# Data Analysis and Q&A Project Using a Local LLM

## Project Overview

This project requires you to perform a comprehensive analysis of a company's stock data using only the provided data sources and a local LLM. Your analysis should answer the following six questions strictly based on the supplied data and documents—no external data is allowed. All generated answers must be firmly based on the provided data, without any fabricated content. In addition, your logic must be clear, and any attribution of events must be causally linked.

---

## Provided Data

You will be provided with the following data sets:

#### Stock Price Data (Json format)
* Timeframe: Jan 22 to Feb 5
* Fields: Open, High, Low, Close, Volume

#### Quarterly Earnings Data for the Past Year (Json format)
* Contains key financial indicators (e.g., revenue, eps) for each quarter.

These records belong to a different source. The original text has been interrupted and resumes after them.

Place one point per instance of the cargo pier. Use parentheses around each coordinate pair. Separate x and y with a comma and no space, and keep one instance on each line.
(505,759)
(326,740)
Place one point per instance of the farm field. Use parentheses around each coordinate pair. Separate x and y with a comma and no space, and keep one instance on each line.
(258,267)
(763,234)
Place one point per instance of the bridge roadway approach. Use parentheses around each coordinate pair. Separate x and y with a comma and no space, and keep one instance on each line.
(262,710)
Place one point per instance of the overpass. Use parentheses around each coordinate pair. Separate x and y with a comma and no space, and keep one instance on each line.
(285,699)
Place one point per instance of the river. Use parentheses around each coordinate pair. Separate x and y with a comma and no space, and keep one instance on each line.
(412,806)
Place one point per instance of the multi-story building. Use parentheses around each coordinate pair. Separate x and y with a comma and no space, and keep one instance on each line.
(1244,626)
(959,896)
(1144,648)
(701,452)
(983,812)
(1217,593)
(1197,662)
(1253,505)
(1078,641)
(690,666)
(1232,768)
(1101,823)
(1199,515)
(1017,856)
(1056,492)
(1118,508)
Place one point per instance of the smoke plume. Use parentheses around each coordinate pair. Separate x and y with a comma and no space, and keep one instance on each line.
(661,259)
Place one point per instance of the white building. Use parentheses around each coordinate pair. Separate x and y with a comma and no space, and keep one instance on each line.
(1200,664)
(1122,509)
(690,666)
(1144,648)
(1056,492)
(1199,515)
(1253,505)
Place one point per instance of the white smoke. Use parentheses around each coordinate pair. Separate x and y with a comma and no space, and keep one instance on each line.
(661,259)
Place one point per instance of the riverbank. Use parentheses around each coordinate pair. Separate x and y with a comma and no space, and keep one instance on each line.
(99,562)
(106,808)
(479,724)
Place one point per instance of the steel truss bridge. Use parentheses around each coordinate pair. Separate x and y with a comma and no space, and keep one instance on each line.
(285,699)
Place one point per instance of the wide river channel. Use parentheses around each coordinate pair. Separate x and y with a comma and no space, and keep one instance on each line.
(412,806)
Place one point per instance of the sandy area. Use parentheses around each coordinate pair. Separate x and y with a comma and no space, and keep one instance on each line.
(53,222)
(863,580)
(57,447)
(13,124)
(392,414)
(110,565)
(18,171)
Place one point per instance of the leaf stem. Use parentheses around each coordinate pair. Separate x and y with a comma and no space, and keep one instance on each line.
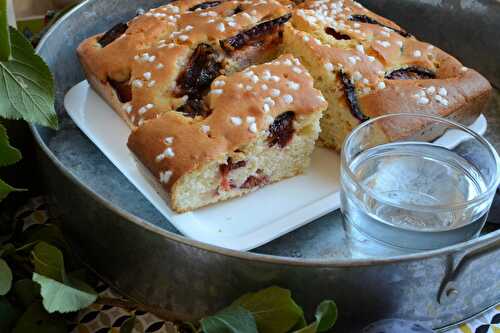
(5,49)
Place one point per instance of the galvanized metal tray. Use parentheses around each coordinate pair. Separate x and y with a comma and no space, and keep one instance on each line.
(128,243)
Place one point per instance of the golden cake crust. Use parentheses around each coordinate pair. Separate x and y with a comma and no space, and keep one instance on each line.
(369,52)
(156,46)
(244,105)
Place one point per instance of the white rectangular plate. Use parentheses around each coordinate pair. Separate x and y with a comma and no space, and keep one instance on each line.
(240,224)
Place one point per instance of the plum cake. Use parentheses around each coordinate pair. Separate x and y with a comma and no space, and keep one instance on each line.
(166,59)
(224,97)
(366,66)
(262,127)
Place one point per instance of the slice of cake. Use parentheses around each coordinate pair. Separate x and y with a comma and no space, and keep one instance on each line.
(366,66)
(166,59)
(262,127)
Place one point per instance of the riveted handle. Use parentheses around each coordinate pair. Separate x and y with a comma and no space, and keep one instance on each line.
(449,289)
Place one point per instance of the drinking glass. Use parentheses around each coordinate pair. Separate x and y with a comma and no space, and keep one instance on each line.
(417,182)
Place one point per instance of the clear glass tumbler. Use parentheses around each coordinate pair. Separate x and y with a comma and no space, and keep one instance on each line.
(417,182)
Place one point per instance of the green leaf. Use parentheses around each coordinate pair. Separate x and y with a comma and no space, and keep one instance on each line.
(25,292)
(234,319)
(59,297)
(326,316)
(36,319)
(6,189)
(48,261)
(26,85)
(4,32)
(128,325)
(273,308)
(5,278)
(8,315)
(8,154)
(7,249)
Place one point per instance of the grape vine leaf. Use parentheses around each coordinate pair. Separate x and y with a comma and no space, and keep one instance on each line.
(26,85)
(5,277)
(48,261)
(234,319)
(8,154)
(274,310)
(63,298)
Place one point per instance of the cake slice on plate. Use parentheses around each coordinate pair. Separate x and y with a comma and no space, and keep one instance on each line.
(166,59)
(367,66)
(262,127)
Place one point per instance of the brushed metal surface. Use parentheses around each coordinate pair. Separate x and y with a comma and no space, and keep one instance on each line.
(123,238)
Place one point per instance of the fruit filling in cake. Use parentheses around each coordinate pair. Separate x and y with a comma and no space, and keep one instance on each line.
(262,128)
(225,97)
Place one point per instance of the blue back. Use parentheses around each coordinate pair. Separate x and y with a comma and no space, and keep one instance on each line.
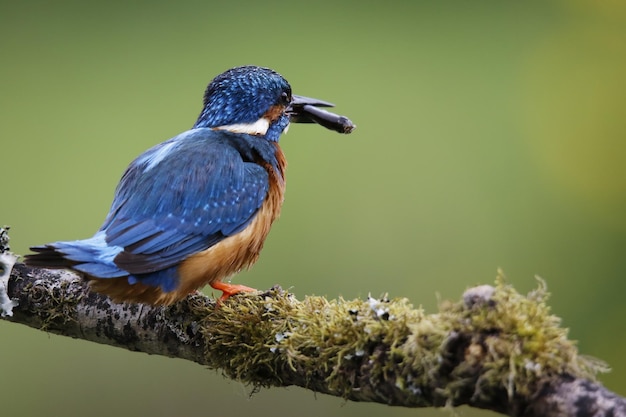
(185,195)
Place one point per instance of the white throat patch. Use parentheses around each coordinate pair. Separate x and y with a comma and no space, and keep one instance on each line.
(256,128)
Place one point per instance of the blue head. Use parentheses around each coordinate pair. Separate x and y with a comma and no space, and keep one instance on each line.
(249,100)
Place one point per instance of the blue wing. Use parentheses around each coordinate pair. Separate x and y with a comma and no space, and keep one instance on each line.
(182,197)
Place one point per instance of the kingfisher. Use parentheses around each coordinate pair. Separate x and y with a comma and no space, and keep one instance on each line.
(197,208)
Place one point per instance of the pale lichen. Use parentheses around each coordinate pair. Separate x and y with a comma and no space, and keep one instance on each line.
(493,340)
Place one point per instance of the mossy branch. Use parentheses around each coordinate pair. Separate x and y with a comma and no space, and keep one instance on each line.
(494,349)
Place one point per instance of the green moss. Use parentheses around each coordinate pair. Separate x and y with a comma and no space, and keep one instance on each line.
(496,340)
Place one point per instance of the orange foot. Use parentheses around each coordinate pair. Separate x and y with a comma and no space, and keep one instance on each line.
(230,289)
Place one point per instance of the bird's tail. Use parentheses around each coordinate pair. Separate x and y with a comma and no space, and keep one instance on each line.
(92,256)
(47,256)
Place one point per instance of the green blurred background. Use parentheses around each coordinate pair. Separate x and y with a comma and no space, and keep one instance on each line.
(490,134)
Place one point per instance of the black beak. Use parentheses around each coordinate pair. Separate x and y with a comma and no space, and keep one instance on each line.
(305,110)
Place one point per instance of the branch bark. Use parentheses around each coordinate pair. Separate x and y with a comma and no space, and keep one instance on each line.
(494,349)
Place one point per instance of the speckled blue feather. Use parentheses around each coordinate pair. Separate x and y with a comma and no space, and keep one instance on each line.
(189,193)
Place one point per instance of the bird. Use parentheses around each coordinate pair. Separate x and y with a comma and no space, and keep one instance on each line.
(197,208)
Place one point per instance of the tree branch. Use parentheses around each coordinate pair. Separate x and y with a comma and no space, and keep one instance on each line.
(495,349)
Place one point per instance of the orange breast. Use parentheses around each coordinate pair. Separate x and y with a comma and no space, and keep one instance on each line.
(241,250)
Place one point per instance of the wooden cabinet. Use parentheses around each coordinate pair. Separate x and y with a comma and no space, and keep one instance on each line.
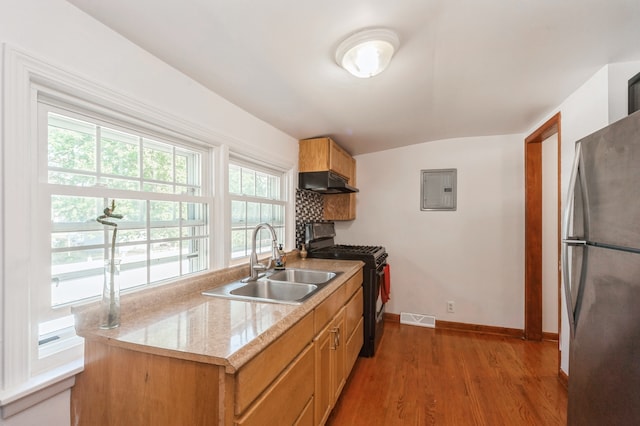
(330,362)
(295,380)
(320,154)
(336,343)
(279,373)
(292,386)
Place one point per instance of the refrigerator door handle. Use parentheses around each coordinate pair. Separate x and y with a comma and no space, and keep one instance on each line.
(568,241)
(574,241)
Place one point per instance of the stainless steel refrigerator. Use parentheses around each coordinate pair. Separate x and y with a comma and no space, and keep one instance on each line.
(601,267)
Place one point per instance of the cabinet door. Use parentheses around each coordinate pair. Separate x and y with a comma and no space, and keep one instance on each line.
(339,356)
(323,392)
(330,366)
(339,160)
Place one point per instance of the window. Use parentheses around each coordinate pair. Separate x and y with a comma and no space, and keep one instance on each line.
(256,196)
(155,182)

#### Full Earnings Transcript Call
* The complete transcript of the earnings call, including management discussions and Q&A.

#### Balance Sheet Data for the Past Year (Json format)
* Includes assets, liabilities, and shareholders' equity information.

#### News Articles
* Full text of 10 news articles related to the company during the analysis period.

---

## Questions
Using the provided data and a local LLM, you need to answer the following six questions:

1. What is the performance of the Tesla stock during this period (Jan 22 to Feb 5)?

2. Why did the price increase on Jan 30? Please provide potential factors.

3. Compared with previous quarters, how is the performance of this quarter?

4. With unsupervised Full Self Driving scheduled to launch in limited markets like Austin by June, what regulatory challenges does Tesla foresee for a nationwide or international rollout, and how is the company strategically preparing to address these hurdles?

5. What insights can be concluded from the earnings call?

6. Which key news events influenced the stock performance, and what insights do they offer?

---

## Project Requirements
- #### Data Source Restriction:
Only use the provided data and documents. No external data or information is allowed.

- #### Answer Generation:
All generated answers must strictly be based on the provided data and documents. The LLM should not "invent" information.

- #### Clear Logic and Causal Relationships:
For each question, your answers must clearly demonstrate logical reasoning, and any attribution of cause must be explicitly linked to events in the data.

- #### Prompt Design:
You must design your own prompts for calling the local LLM to ensure that the responses are generated strictly based on the analysis results.

- #### Result Evaluation:
After generating the answers, implement an evaluation step to assess whether the responses meet the above requirements in terms of data reliance, logical clarity, and correct causation.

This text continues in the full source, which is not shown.